Feldenkrais As Meditation
Anyone who sets out to research alternative pathways to better health will quickly realise how many people embrace meditation techniques after experiencing the benefits for themselves. After several failed attempts to learn to “quiet” my mind I discovered Tai Chi (often described as a sort of moving meditation) and didn’t look back. My Feldenkrais training continued the process; my sensory-motor awareness improved, I began to inhabit my whole self more fully, my pain issues and my anxiety lessened, I became marginally less clumsy, and by the time I qualified as a teacher I had confidence in the Method and was very happy with my chosen profession. However, I was only in my early thirties and had little idea of just how deeply ingrained my negative habits were. Despite choosing a path so focussed on learning to lessen the pace of life, I nevertheless contracted a mild form of Chronic Fatigue and had to return to my self-examination–and–maturation process, at a new, deeper, more emotional level.

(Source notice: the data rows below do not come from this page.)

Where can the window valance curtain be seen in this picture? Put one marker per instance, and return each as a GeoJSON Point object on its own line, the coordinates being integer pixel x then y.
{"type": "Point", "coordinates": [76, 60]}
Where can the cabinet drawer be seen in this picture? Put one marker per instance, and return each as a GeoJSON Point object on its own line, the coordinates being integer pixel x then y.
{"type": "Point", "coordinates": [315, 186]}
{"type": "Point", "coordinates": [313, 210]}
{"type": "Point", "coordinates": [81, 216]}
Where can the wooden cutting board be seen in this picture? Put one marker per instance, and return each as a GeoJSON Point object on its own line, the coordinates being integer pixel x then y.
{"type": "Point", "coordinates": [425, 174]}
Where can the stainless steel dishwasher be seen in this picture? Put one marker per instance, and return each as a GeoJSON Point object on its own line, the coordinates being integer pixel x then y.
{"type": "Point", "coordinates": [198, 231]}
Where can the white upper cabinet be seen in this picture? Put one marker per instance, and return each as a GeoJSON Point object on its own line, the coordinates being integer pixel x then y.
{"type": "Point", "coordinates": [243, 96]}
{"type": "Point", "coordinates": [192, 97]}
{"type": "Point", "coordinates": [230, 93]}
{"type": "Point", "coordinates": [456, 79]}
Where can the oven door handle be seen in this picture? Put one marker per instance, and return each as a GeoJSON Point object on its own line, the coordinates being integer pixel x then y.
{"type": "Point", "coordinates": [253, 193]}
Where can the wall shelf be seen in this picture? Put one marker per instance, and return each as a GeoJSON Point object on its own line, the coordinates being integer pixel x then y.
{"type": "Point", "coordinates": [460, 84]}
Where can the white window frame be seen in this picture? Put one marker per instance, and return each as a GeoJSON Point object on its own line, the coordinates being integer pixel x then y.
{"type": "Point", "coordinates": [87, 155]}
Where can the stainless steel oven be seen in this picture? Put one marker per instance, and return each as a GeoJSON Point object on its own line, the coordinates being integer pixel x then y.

I will cut what could be a very long story short by saying that fibromyalgia was my most lasting symptom, and as the generalised pains retreated I was left with one stubborn area, a left shoulder so painful I could not lift my arm to shoulder height. Unlike the trapped nerves of my youth, this pain did not respond well to movement, and my Feldenkrais became more subtle and refined out of necessity. Despite my “nature” I was learning to be kinder to myself, and to pace myself in a way that suited me better. The pain intensified and I remembered that I had never mastered quieting my thoughts. Tim Parks wrote a wonderful book–Teach Us To Sit Still–about how learning to meditate changed his life. I decided this time I was going to keep on going until I had achieved the ability to quiet my mind at will. That journey is ongoing, but the process has been so thoroughly liberating, so life-enhancing, so useful, that I see no good reason to wait until I have fully achieved my goal before sharing some of what I have discovered with others.
There is more to say. I will follow this post with more details about the format of the classes. Back tomorrow…
*This is not all Feldenkrais can do for you, but in my experience it tends to be prolonged problems with pain that motivate people to come looking for something outside the mainstream.